Credit starting to be hit

Published: Mon 21 February 2022
Updated: Sun 01 January 2023
By steve

In Markets.

Monday 21, February 2022

Credit markets drooping

If we are going into a bear market in equities, I’d expect to see credit markets weakening first. Bond traders are constitutionally bearish, and see the clouds on the horizon first, in my not-very-data-driven opinion. A graphic from the Daily Shot illustrates this for last week. It’s not uniform: emerging markets (EM) high yield, and EM sovereign debt did pretty well. Preferreds ($PFF) and HY corporates ($HYG) did OK, up around 0.3%. However, mortgage backed securities (including collateralized ones), as well as BCDs ($BIZD) and leveraged loans ($BKLN), all sagged.

What was interesting to me was how much investment grade corporate bonds ($LQD) suffered. They were down nearly 1%, which to me suggests some margin stress.

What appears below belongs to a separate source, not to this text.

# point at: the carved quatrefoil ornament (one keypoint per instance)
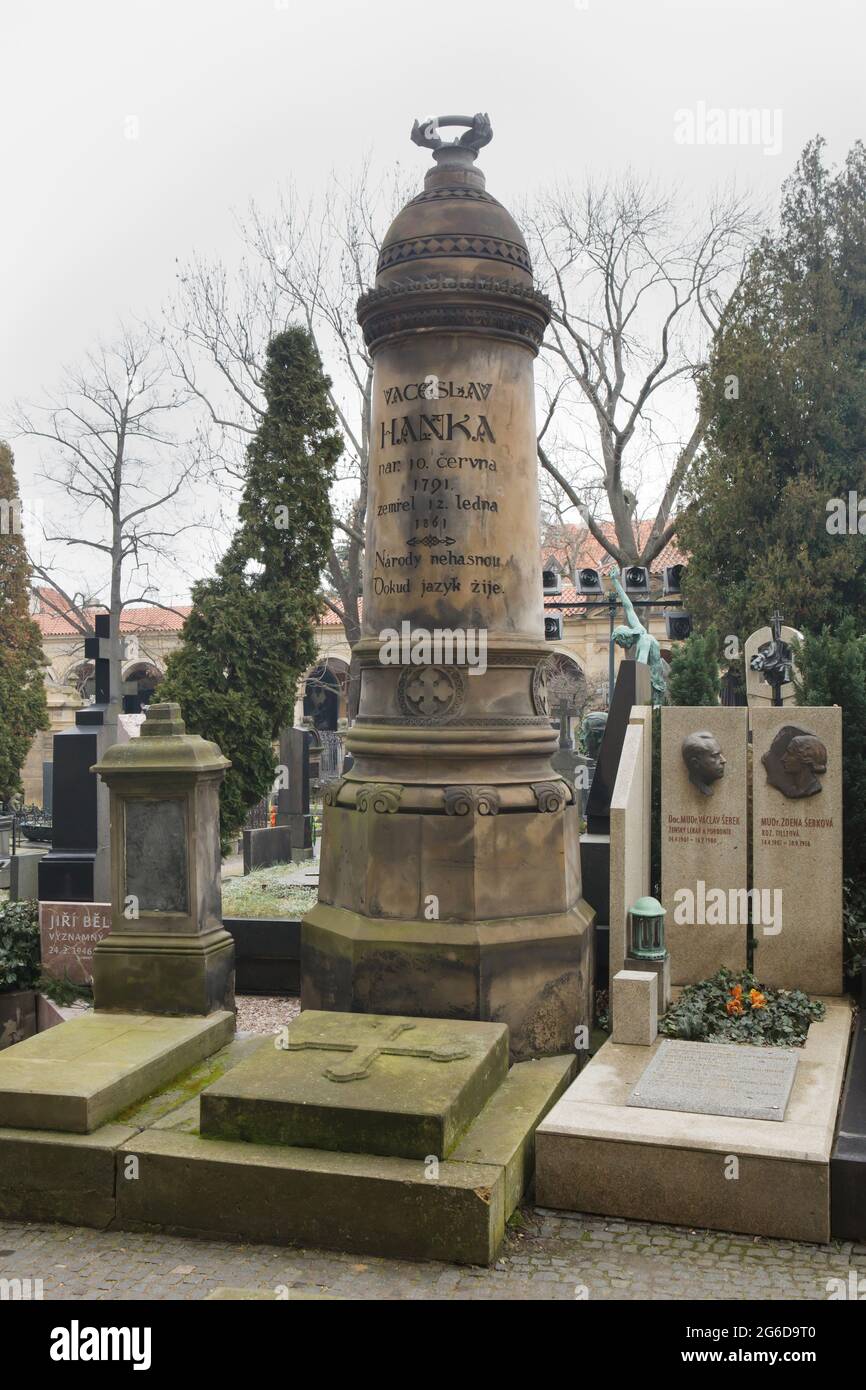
(431, 692)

Credit market movements, week to 18th Feb 2022

These are not big moves. All these are in some way correlated to the stock market. Maybe it’s just a contagion effect, with the variation accounted for by beta values.

Wrap

It looks like Putin politely waited for the Winter Olympics in Beijing to finish before taking over parts of Ukraine, including some (all?) of Luhansk and Donetsk. Russian equities took a dive, dragging down the STOXX 600. The USA rattled a few sabres.

Bonds strengthened, dragged up by US Treasuy futures. US markets were closed for a public holiday.

Some FOMC members (well, Bowman, anyway) said that a ‘hike’ was needed in March. Ukraine will be the perfect excuse for delay. I can’t see 50bp on the cards now.

Oil (near dated futures) shot up. Long dated futures drifted down. The market does not expect this to last.